「イオンモールで全国制覇!?」吉本興業、イオンにすがるしかない笑えない事情
昨年12月、よしもと幕張イオンモール劇場をオープンさせた吉本興業。「都心にあるルミネtheよしもとやヨシモト∞ホールでさえ客が入らないのに大丈夫か?」とオープン前は危惧されたが、物珍しさもあったのか客足は上々のようだ。

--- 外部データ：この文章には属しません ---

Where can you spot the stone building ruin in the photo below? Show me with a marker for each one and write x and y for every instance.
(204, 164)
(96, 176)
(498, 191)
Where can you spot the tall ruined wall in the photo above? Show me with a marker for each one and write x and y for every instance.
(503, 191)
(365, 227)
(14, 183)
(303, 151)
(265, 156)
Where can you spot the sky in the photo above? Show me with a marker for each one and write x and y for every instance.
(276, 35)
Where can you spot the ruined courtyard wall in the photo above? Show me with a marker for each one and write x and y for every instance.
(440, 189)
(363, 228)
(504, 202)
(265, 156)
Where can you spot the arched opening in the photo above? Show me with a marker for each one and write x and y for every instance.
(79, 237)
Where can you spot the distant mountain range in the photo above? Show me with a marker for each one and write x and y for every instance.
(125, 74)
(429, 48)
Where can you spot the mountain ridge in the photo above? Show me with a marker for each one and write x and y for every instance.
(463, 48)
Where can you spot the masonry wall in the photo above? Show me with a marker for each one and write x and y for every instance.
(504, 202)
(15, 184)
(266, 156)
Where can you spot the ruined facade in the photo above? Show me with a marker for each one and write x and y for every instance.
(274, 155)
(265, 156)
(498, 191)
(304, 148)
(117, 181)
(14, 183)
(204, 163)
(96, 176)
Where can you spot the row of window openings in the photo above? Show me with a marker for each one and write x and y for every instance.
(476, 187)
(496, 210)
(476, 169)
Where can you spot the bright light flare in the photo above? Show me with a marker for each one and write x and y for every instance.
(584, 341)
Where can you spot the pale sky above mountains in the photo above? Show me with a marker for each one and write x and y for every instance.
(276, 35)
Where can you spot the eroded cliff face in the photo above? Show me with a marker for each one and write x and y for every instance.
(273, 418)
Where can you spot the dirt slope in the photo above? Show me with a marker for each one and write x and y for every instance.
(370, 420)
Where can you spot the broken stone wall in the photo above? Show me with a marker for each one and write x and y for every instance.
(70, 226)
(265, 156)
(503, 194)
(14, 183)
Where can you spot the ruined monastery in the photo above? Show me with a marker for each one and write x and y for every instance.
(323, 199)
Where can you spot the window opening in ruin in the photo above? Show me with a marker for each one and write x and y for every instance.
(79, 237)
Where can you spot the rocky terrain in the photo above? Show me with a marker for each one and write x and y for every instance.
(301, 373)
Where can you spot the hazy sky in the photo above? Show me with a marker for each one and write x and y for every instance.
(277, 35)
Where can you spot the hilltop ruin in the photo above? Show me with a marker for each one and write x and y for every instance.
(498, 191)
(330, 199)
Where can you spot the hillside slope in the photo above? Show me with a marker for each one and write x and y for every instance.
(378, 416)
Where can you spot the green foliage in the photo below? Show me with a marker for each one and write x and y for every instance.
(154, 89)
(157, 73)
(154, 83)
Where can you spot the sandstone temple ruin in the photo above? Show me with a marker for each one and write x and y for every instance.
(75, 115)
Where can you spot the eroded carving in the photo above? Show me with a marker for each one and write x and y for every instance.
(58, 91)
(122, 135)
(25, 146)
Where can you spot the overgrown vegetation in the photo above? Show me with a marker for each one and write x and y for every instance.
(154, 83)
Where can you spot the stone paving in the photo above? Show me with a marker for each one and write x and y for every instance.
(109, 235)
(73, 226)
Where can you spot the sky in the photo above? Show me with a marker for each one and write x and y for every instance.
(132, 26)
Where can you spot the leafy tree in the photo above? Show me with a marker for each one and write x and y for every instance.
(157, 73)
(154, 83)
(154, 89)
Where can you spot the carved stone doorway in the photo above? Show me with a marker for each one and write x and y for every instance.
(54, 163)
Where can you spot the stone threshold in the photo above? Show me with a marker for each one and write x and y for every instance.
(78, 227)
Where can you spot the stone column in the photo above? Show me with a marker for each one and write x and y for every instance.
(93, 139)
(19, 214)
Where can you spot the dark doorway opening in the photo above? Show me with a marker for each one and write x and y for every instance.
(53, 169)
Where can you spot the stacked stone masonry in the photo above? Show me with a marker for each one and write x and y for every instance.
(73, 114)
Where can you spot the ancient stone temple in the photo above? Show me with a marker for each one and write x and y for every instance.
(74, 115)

「ピースやパンサーといった人気の若手から、ナインティナイン・岡村隆史やチュートリアルなど全国区の芸人のライブをブッキングするなど、気合が入っています。吉本はこのイオンモール劇場が最後の頼みの綱。幕張が好評なら岡山など地方のイオンモールにも劇場をオープンさせるという話が進んでいるため、幕張はコケられない。社運を賭けたプロジェクトなんです」(広告代理店関係者)
島田紳助引退以降、キー局の吉本離れが進んでいると各所で報じられている。さらに東京のメイン劇場である、ルミネtheよしもとの集客力も落ち込み、平日に3回行われている本公演が、今春からは2回に減るという。
「ルミネtheよしもとも、以前は修学旅行やバスツアーなどの団体客で連日のように賑わっていましたが、最近はツアー客も減り閑古鳥が鳴いている日も多い。若手の劇場である∞ホールは、出演する芸人にチケットノルマを課しており、チケットが捌けなければ芸人が買い取る。そのため経理上は黒字ですが、客足はピーク時の半分ほどに減っています。一昨年、福岡・小倉にオープンした『あるあるYY劇場』も集客が伸びず、スポンサーが契約更新を渋っているためそのまま閉館になるのでは? という話です。そんな矢先に舞い込んできたのがイオンとの提携話。テレビの仕事が減った芸人の受け入れ先の確保としても、吉本はイオンモール劇場をどうしても全国展開したいんだとか」(放送作家)
ここまで全国展開に積極的な姿勢を取るようになったのは、大崎洋社長の鶴の一言で始めた『あなたの街に住みますプロジェクト』の成功だという。47都道府県に芸人を配置し、地域密着の活動を行うというこのプロジェクトは、当初、現場スタッフも「無名芸人メインのこんな企画が成功する訳がない」と消極的だったが、意外にもこれが大成功。ムーディ勝山の元相方で、現在「香川住みます芸人」の梶剛が情報番組のMCを務め、香川の顔になるなど、地元でブレイクを果たす芸人が増えている。
「大崎社長は『これからは地方の時代だ!』と、自分発信のプロジェクトが成功して喜んでいる。キー局の吉本離れは進んでいますが、地方局ではいまだにありがたがられるので、あながち間違ってもないかもしれませんね。住みます芸人が地方局とのパイプを作っているので、劇場を全国展開した場合に宣伝もしやすい。東京でくすぶっている中堅芸人らを地方に出張させるという構想もあるようですよ」(前出・放送作家)
地方から再建を狙う吉本興業。しかし大コケを連発している映画事業など、赤字部門を見直すことが先決な気がするが……。